2. The computer-implemented method of claim 1, wherein said graphical representations of said chromosome are aligned adjacent to each other.

3. The computer-implemented method of claim 1, further comprising executing instructions to identify chromosomal regions having aberrant copy number that are common in said chromosome.

4. The computer-implemented method of claim 3, further comprising indicating said common aberrant regions on said graphical representations of said chromosome.

5. The computer-implemented method of claim 1, wherein said inputting is selecting or uploading.

6. The computer-implemented method of claim 1, wherein the copy number of said chromosomal regions having aberrant copy number is indicated by a color code.

7. The computer-implemented method of claim 1, wherein said method comprises selecting a sub-set of said data sets for showing on said graphical user interface.

8. The computer-implemented method of claim 1, wherein said method includes arranging the order of said graphical representations according to similarities in their regions having aberrant copy number.
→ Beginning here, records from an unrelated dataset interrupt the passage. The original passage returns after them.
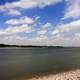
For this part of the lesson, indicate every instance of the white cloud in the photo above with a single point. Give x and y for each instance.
(67, 34)
(13, 12)
(72, 9)
(22, 20)
(29, 3)
(17, 29)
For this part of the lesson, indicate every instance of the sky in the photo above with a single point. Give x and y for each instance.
(40, 22)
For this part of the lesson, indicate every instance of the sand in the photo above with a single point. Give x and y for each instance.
(69, 75)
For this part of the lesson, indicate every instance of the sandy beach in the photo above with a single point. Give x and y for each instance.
(69, 75)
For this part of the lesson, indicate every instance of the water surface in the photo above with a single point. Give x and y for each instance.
(15, 62)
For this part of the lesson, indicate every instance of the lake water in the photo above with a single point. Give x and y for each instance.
(15, 62)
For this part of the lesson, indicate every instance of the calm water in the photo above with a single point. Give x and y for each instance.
(15, 62)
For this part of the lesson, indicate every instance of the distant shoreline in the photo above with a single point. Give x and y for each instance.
(6, 45)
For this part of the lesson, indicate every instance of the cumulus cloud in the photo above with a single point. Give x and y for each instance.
(72, 9)
(17, 29)
(44, 29)
(29, 3)
(67, 34)
(22, 20)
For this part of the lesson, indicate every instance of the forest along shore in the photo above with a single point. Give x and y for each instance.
(69, 75)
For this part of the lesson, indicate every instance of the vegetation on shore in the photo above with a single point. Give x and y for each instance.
(6, 45)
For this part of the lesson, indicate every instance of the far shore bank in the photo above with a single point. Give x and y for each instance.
(64, 75)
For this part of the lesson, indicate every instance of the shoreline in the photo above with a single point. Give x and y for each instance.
(68, 75)
(64, 75)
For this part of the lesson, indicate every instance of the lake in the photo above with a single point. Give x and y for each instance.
(17, 62)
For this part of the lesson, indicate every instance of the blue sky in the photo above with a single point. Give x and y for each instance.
(44, 22)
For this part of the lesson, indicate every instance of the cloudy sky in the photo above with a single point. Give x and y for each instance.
(40, 22)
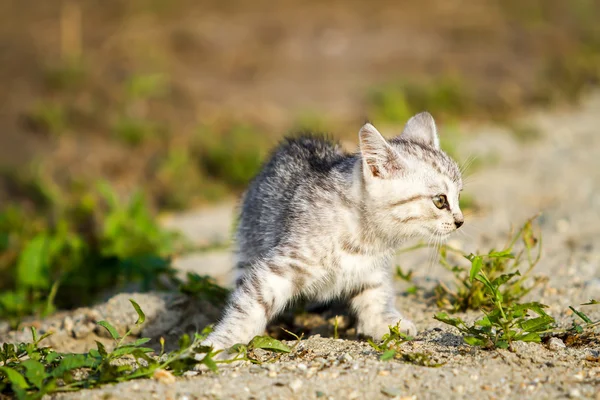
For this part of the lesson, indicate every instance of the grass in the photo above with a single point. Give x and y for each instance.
(30, 371)
(497, 266)
(81, 247)
(493, 284)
9. The computer-implemented method of claim 1, wherein said method includes provides a tree in which said one or more chromosomes are grouped according to similarities in their regions having aberrant copy number.

10. The computer-implemented method of claim 1, wherein said method includes executing computer-readable instructions that are at a remote location to said graphical user interface and transmitting data from said remote location to said graphical user interface.
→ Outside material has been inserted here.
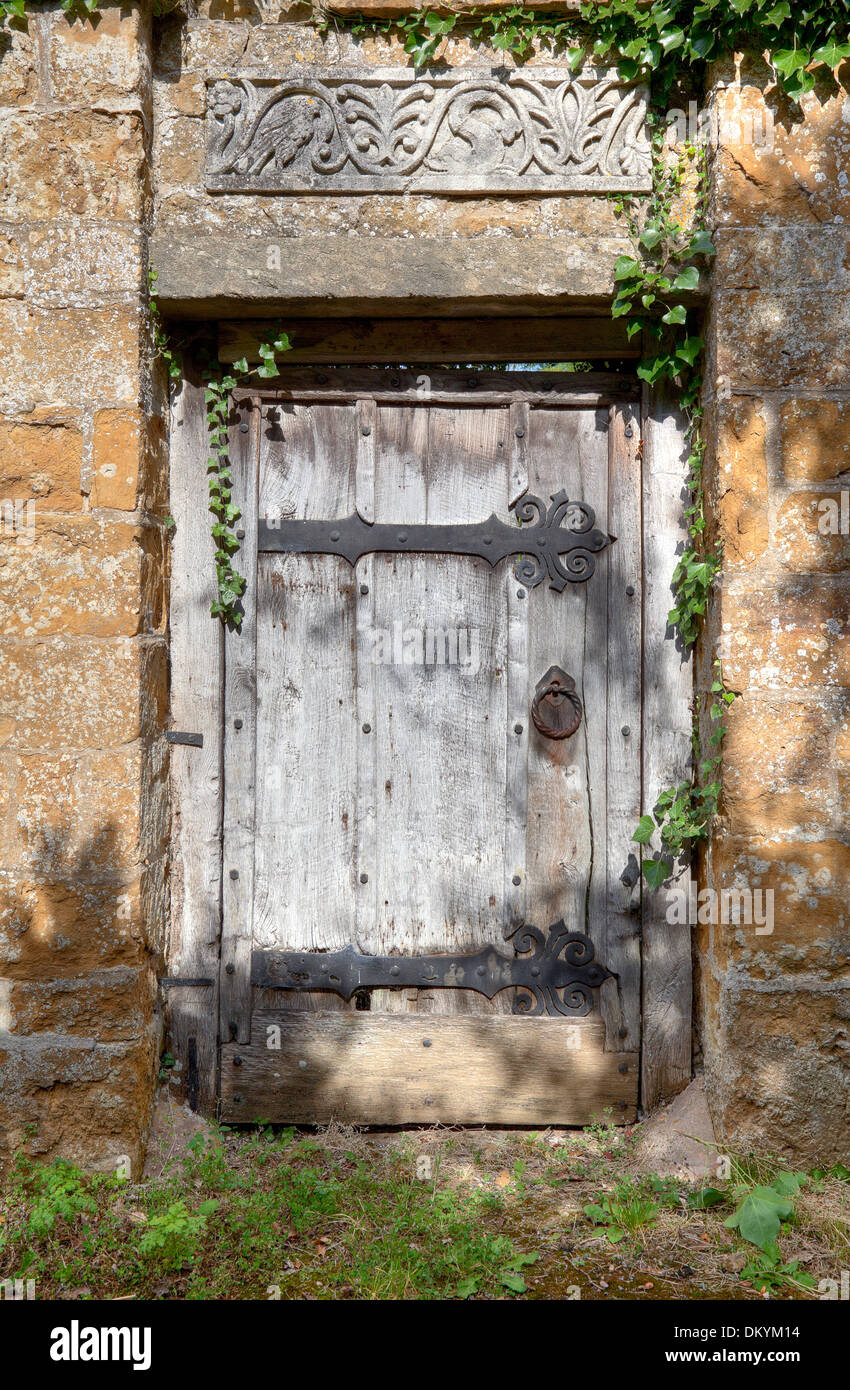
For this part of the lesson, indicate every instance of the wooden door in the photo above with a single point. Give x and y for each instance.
(385, 788)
11. The computer-implemented of claim 1, wherein said method further includes receiving said CGH data sets from a remote location.

12. A computer-readable medium comprising:

instructions for inputting a plurality of CGH data sets for a corresponding plurality of genomic samples into a computer memory;

instructions for analyzing said CGH data sets to identify chromosomal regions having aberrant copy number; and

instructions for producing a graphical user interface that shows graphical representations of a chromosome from each of said genomic samples, said graphical representations showing chromosomal regions having aberrant copy number.

13. The computer-readable medium of claim 12, wherein said graphical representations are aligned next to each other in said graphical user interface.

14. The computer-readable medium of claim 12, further comprising instructions to identify regions of aberrant copy number that are common to said chromosomes.

15. The computer-readable medium of claim 14, further comprising indicating said common regions on said graphical user interface.

16. A computer comprising the computer readable medium of claim 12.

17. The computer of claim 16, further comprising a user interface for inputting a plurality of CGH data sets into a computer memory.

18. A method comprising:

a) performing array-based CGH assays on a plurality of genomic samples to produce a corresponding plurality of CGH data sets;

b) inputting said CGH data sets into a computer of claim 16; and

c) executing said instructions to produce a graphical user interface that shows graphical representations of a chromosome from each of said genomic samples, said graphical representations showing chromosomal regions having aberrant copy number.

19. The method of claim 18, wherein said graphical representations are aligned next to each other in said graphical user interface.

20. The method of claim 18, further comprising executing instructions to identify regions of aberrant copy number that are common to said chromosomes.

21. The method of claim 20, wherein said common regions are indicated on said graphical user interface.